Broad maxima in thermal conductivity at ~5 K explained by phonon scattering.

Field-dependent anomaly observed along the b axis near magnetic transition.

Anisotropic heat transport linked to magnetic excitations along the exchange interaction direction.

Abstract

We report on low-temperature heat-transport properties of the spin-1/2 triangular-lattice antiferromagnet Cs$_2$CuCl$_4$. Broad maxima in the thermal conductivity along the three principal axes, observed at about 5 K, are interpreted in terms of the Debye model, including the phonon Umklapp scattering.
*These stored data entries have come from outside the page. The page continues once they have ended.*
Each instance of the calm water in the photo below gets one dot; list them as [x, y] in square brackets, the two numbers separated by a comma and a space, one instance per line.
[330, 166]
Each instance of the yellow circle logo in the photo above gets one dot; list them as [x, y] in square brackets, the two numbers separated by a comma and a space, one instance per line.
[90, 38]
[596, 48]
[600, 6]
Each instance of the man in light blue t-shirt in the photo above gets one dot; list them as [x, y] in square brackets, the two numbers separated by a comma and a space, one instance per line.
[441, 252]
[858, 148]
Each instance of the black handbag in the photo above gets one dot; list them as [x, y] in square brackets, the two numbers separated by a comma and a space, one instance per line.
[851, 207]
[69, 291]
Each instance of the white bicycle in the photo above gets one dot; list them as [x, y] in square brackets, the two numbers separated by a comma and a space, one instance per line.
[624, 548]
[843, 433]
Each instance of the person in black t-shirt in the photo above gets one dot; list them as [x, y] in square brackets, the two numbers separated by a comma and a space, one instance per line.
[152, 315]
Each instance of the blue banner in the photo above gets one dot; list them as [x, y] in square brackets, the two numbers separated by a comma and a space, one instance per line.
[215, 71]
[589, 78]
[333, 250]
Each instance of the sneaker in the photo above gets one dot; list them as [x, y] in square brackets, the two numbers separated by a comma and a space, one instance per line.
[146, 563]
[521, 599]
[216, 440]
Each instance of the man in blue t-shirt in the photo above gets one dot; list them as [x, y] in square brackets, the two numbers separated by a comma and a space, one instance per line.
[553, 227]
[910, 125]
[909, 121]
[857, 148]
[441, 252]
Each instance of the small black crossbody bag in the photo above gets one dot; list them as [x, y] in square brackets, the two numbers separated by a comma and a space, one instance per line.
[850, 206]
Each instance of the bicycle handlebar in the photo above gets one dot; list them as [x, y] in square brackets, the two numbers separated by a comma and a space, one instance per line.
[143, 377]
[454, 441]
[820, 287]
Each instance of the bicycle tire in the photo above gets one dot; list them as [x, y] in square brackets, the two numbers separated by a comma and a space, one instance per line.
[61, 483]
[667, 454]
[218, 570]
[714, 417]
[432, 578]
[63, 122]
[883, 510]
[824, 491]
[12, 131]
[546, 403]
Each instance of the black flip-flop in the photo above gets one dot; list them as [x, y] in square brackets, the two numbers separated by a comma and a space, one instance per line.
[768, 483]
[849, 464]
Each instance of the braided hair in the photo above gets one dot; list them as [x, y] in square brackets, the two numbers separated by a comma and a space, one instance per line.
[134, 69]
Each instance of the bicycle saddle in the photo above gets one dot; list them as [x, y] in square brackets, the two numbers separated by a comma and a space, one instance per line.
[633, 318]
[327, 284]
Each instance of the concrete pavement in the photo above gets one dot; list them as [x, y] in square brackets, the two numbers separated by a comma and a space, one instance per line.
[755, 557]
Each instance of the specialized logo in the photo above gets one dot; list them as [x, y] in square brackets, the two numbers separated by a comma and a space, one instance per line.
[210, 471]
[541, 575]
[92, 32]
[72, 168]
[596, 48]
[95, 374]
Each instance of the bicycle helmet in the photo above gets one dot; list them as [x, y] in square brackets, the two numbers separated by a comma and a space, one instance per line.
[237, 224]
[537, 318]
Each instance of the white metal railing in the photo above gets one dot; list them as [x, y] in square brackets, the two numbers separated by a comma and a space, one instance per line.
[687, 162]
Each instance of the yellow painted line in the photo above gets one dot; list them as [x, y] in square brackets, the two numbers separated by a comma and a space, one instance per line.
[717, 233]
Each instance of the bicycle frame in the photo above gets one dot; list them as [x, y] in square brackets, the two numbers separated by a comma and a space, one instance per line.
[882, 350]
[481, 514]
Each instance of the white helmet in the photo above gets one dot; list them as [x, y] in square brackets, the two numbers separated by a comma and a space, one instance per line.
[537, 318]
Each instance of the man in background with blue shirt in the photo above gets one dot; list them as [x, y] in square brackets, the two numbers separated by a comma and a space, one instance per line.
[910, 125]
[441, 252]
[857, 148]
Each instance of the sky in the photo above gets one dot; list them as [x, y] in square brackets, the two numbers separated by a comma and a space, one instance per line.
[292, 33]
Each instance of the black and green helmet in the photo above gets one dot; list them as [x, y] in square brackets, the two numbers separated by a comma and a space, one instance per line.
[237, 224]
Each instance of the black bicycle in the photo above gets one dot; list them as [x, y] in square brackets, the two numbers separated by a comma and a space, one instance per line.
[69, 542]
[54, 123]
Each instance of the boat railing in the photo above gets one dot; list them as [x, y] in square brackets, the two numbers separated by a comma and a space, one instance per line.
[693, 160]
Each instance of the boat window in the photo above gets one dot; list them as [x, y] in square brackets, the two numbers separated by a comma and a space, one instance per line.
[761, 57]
For thermal transport along the $b$ axis, we observed a pronounced field-dependent anomaly, close to the transition into the three-dimensional long-range-ordered state. No such anomalies were found for the transport along the $a$ and $c$ directions. We argue that this anisotropic behavior is related to an additional heat-transport channel through magnetic excitations, that can best propagate along the direction of the largest exchange interaction. Besides, peculiarities of the heat transport of Cs$_2$CuCl$_4$ in magnetic fields up to the saturation field and above are discussed.